How do we count the number of 1 bits in a binary string? One possible solution is to clear the lowest 1 bit in each step, and then count the number of steps needed for the input to become 0. This is the algorithm we will look at today. We will work on unsigned ints here, but it could easily have been chars, unsigned longs or something else. Unsigned because we want to count the number of bits, even for negative numbers, so we would have to cast signed variants to unsigned types. I find it easier to work on numbers where the lowest possible value is 0 in this case. The basic algorithm looks like this in a while-loop variant:

unsigned int x = input;
unsigned int c = 0;
while (x > 0) {
  x = x & (x - 1);
  c++;
}

Or as a for-loop variant:

unsigned int x = input;
unsigned int c;
for (c = 0; x > 0; c++) {
  x = x & (x - 1);
}

(x = x & (x - 1) could also be written as x &=(x - 1))

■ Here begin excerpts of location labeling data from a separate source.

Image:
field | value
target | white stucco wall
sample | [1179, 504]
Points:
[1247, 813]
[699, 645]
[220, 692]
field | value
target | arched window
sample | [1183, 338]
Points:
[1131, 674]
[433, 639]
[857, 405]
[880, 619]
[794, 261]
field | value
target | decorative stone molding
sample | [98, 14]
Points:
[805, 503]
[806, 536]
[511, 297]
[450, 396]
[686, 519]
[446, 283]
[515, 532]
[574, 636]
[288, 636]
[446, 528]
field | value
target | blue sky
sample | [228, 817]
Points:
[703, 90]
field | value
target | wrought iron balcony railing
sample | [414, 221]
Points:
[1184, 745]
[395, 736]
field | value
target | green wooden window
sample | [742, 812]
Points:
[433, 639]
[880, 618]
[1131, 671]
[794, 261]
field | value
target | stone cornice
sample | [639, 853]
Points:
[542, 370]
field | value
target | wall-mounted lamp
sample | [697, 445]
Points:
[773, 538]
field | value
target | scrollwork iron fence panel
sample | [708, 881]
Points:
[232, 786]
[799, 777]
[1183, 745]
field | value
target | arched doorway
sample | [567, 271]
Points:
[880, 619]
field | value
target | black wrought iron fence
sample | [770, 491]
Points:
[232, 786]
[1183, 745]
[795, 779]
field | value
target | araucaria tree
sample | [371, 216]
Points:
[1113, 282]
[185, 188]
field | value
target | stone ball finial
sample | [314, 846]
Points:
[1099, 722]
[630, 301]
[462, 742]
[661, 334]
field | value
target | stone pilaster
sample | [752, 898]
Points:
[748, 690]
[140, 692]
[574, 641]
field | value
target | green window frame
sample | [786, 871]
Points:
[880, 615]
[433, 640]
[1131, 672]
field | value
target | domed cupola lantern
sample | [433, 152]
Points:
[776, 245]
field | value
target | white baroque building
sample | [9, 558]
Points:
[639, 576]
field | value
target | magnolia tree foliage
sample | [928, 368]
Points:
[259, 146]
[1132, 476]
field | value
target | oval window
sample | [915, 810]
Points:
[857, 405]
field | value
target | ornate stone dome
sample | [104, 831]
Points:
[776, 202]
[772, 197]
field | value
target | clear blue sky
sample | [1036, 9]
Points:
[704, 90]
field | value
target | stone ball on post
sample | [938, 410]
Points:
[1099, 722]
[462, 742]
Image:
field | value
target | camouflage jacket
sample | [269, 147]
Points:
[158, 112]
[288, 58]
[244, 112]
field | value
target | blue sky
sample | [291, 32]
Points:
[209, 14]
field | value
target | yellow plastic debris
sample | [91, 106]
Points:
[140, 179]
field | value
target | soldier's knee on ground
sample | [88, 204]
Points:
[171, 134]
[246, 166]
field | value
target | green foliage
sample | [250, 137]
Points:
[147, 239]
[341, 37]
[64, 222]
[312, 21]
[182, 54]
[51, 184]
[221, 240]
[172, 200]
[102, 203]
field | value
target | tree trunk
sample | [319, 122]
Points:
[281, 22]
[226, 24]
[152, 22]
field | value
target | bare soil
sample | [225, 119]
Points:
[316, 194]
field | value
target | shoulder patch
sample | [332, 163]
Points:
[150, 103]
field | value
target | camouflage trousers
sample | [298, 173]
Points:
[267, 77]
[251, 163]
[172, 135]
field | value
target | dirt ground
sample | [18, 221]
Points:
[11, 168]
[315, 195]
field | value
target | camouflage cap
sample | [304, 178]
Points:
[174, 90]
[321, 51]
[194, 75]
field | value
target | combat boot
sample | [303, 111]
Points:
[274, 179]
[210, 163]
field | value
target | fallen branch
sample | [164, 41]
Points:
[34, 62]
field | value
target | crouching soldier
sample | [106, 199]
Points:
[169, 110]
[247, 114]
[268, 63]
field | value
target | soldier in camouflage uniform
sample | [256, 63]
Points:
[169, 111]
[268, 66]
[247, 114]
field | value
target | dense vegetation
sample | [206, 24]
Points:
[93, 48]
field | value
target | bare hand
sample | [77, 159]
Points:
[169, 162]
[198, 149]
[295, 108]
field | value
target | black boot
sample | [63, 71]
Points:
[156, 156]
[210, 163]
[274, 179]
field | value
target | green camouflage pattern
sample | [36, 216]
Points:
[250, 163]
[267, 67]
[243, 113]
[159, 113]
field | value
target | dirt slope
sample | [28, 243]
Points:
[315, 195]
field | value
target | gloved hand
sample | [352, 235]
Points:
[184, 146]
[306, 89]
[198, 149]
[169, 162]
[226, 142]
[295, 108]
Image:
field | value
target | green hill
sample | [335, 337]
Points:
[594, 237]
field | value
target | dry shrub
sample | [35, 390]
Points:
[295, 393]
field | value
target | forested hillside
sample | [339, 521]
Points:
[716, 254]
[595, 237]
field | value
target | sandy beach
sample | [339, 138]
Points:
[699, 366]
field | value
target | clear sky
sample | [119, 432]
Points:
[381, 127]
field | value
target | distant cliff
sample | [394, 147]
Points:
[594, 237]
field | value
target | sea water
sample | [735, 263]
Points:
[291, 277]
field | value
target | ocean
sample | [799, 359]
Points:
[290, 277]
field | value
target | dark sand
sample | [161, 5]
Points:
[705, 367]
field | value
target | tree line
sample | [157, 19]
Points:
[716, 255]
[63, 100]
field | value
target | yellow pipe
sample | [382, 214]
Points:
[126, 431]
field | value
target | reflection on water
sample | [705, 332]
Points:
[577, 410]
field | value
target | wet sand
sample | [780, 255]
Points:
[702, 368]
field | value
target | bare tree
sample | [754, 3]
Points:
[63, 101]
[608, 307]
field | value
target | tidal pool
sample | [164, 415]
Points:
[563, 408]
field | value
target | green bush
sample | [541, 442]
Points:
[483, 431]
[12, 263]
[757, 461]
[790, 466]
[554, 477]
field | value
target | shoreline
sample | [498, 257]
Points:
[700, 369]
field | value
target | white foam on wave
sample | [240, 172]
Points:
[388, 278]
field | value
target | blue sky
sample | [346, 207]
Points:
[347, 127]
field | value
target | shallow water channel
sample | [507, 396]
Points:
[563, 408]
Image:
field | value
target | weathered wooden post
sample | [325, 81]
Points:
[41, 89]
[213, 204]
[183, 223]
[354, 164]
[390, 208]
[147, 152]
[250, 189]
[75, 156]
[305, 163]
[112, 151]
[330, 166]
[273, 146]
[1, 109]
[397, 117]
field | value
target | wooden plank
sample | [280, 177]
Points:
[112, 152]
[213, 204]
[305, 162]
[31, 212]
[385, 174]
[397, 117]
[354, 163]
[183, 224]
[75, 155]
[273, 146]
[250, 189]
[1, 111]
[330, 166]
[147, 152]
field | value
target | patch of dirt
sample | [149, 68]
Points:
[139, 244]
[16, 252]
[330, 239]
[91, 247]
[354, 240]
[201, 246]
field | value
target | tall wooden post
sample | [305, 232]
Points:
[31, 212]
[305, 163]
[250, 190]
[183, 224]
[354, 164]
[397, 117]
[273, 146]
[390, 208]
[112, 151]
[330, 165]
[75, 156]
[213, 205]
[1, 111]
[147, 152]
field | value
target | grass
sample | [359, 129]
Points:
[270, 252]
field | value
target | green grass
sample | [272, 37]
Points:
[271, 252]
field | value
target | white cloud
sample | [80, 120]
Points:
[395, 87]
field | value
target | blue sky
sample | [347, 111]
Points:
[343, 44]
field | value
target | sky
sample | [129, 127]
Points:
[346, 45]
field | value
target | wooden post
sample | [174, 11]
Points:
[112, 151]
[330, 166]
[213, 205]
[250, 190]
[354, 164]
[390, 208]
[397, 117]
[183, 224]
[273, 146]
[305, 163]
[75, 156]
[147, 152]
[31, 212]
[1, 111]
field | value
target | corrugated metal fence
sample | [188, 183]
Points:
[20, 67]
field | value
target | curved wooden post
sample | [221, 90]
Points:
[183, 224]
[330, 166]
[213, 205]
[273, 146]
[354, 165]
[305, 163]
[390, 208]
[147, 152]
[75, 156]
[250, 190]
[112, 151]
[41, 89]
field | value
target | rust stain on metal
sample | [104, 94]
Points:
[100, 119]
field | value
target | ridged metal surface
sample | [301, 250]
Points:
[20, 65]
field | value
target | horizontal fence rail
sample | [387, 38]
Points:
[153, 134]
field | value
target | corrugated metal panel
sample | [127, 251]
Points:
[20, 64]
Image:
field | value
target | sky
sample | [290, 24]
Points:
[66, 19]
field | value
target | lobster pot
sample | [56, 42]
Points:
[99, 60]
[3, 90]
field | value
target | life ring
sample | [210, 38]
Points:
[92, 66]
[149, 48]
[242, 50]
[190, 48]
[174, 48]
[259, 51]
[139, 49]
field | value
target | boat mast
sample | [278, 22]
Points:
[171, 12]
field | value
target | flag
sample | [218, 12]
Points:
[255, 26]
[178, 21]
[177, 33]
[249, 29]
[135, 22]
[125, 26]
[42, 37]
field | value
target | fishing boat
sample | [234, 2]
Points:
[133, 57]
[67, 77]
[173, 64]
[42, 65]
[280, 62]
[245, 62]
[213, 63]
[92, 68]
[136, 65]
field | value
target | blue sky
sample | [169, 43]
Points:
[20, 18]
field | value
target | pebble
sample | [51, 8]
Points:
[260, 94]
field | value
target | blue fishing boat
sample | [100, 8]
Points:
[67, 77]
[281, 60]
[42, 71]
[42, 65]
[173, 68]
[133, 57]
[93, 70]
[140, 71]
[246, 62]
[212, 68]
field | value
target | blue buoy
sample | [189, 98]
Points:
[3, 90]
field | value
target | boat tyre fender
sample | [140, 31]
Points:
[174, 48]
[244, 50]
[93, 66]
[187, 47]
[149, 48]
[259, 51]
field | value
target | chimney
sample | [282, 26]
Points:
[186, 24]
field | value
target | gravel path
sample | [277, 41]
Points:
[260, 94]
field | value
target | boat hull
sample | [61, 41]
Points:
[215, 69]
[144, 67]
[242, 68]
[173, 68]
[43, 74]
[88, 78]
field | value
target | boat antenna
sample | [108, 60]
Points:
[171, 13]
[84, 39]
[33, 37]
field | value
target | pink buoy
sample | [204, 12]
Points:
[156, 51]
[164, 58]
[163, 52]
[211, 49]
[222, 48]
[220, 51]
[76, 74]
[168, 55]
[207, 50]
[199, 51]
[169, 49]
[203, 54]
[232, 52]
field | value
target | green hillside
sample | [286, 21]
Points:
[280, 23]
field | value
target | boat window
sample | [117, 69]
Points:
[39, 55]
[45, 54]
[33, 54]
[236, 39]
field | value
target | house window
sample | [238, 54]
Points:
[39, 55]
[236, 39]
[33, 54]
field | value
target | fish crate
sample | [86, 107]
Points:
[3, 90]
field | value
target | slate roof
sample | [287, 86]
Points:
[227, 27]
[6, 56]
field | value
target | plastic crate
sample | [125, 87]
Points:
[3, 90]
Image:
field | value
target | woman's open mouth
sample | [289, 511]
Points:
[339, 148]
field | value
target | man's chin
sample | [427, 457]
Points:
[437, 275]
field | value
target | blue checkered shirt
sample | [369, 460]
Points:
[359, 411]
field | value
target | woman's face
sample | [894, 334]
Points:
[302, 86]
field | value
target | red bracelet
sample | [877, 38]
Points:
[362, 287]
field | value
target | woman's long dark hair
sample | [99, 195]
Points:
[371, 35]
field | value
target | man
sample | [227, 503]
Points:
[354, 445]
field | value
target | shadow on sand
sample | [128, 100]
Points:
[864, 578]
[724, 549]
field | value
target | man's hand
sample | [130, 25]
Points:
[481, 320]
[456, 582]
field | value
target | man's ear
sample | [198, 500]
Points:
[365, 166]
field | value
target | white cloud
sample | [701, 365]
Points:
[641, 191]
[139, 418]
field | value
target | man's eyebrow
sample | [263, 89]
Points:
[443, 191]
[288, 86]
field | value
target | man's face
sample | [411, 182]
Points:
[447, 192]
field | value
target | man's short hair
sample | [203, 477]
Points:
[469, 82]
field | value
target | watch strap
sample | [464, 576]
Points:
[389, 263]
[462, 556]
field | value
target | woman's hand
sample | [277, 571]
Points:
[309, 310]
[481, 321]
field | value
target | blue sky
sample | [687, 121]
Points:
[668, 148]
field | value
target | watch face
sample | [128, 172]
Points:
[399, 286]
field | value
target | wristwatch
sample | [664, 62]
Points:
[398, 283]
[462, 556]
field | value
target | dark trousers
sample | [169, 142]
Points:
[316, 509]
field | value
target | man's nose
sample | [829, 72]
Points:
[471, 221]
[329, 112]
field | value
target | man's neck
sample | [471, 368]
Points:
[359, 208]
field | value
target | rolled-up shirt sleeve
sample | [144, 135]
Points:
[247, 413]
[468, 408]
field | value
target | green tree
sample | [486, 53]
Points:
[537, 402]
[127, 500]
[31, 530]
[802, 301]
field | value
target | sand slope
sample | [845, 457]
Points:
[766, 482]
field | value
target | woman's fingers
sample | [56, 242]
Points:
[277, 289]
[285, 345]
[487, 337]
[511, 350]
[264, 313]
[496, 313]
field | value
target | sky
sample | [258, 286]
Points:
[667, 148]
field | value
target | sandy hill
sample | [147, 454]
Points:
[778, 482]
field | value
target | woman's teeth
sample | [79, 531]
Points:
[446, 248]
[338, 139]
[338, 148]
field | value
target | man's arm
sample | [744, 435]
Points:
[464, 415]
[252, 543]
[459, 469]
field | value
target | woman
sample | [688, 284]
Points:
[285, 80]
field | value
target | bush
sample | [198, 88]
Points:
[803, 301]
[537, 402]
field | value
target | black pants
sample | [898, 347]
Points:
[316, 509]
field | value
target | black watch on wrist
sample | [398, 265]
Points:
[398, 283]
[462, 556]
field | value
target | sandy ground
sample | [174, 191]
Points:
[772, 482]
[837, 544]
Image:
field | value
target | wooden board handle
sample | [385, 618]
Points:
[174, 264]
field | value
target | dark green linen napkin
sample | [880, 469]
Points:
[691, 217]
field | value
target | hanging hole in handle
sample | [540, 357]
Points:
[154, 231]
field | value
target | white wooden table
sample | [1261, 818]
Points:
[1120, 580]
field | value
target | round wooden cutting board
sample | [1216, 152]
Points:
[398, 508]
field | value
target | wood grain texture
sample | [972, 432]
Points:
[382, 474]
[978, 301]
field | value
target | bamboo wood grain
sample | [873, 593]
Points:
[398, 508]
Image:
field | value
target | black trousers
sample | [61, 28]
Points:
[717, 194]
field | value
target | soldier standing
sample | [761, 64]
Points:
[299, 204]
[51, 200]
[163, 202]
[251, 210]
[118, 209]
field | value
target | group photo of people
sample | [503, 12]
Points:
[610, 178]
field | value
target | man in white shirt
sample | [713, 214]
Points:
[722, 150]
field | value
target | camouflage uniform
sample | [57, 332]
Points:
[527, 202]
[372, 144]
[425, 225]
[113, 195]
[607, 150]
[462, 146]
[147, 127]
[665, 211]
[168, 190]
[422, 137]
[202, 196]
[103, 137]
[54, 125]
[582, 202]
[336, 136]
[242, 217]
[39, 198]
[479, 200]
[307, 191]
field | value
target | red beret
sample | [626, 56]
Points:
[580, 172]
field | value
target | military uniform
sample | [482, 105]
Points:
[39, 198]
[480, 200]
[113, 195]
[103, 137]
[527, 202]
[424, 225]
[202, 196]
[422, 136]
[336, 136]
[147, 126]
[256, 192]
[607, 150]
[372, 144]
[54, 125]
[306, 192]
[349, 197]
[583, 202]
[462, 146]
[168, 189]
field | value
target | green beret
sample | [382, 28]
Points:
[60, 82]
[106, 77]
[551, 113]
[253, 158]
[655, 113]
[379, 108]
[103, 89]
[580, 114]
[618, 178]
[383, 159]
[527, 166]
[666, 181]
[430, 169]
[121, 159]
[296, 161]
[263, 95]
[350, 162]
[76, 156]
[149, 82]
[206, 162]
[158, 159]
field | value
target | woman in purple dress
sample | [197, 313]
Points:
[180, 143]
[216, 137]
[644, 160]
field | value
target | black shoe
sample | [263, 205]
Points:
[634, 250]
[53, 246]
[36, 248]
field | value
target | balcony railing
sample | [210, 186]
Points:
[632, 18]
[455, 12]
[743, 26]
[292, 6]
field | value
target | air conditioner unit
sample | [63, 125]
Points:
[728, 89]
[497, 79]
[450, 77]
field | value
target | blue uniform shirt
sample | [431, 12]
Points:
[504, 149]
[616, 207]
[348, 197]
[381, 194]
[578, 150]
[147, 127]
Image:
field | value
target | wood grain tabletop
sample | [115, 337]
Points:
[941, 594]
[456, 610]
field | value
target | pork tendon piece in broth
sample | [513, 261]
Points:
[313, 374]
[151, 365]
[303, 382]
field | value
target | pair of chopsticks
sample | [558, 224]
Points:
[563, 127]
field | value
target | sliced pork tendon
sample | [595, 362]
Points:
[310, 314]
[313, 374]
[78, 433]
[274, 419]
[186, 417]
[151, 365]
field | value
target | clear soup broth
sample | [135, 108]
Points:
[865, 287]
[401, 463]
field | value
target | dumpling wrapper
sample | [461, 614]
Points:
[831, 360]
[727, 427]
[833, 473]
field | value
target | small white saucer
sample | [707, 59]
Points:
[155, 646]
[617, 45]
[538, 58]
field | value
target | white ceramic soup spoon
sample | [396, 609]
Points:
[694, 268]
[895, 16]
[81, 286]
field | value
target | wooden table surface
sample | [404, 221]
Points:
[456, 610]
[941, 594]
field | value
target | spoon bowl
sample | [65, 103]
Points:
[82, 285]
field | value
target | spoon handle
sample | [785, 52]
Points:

So we do an operation x & (x - 1) on an unsigned number (can also be a char, long etc.) until it is 0. So by doing this operation on x a number of times, we have the number of 1 bits stored in c (c stands for count). In short x & (x - 1) removes the lowest one bit in the binary number in each operation. How does this work?

Explaining the base step

We know from the previous section that x & (x - 1) removes the lowest 1 bit in each step. The first time you see it, it can be a bit confusing. I think it is best explained by looking at a few examples to gain some intuition. First of all, remember that the AND-operation (&) only returns 1 if both bits are one. AND has the following truth-table (a and b are the input bits, result is the result of the operation):

a	b	result
0	0	0
0	1	0
1	0	0
1	1	1

(In case you haven't looked at binary operations in some time: Doing an AND operation on a binary string with multiple bits is simply doing the operation on each bit pair. first bit of a AND first bit of b, second bit of a AND second bit of b, …, last bit of a AND last bit of b.)

To make the examples simple, they will be 8 bit data aka one byte. In my view, the easiest way to understand this algorithm is to do some binary subtractions yourself, and see how they behave. By looking at both x and x-1, we then see that the lowest one bit in the result has to be cleared.

Example input: 4

Let us first look at the number 4 (00000100). What is the result of doing the operation above:

x:           00000100
x - 1:       00000011
x & (x - 1): 00000000

By looking at x and x-1, we see that the and-operation clearly has to have the result 0. The loop above would only run for one iteration here, and result in c=1 (number of 1 bits equal to 1).

Example input: 7

x:           00000111
x - 1:       00000110
x & (x - 1): 00000110

Example input: 25

x:           00011001
x - 1:       00011000
x & (x - 1): 00011000

Example input: 24

x:           00011000
x - 1:       00010111
x & (x - 1): 00010000

If you try to do the step again you have x (00010000), x-1 (00001111) and then x&(x-1) = 0. For input number 24, we would then get c=2.

Where can this be useful?

The most obvious place I can think of this as being useful is when you have encoded data into bits. One example include saving the on-off state of something like Conway's game of life into bits (each bit is an on-off cell in the grid). Then you can simply mask the data, and then count the number of bits to find adjacent neighbors. Choosing an algorithm for that case depends on if you are optimizing for speed of program size.

That being said, encoding into bits like this is not something most developers does today. The exception is off course some embedded programmers, and those of us who dabble in retro computing.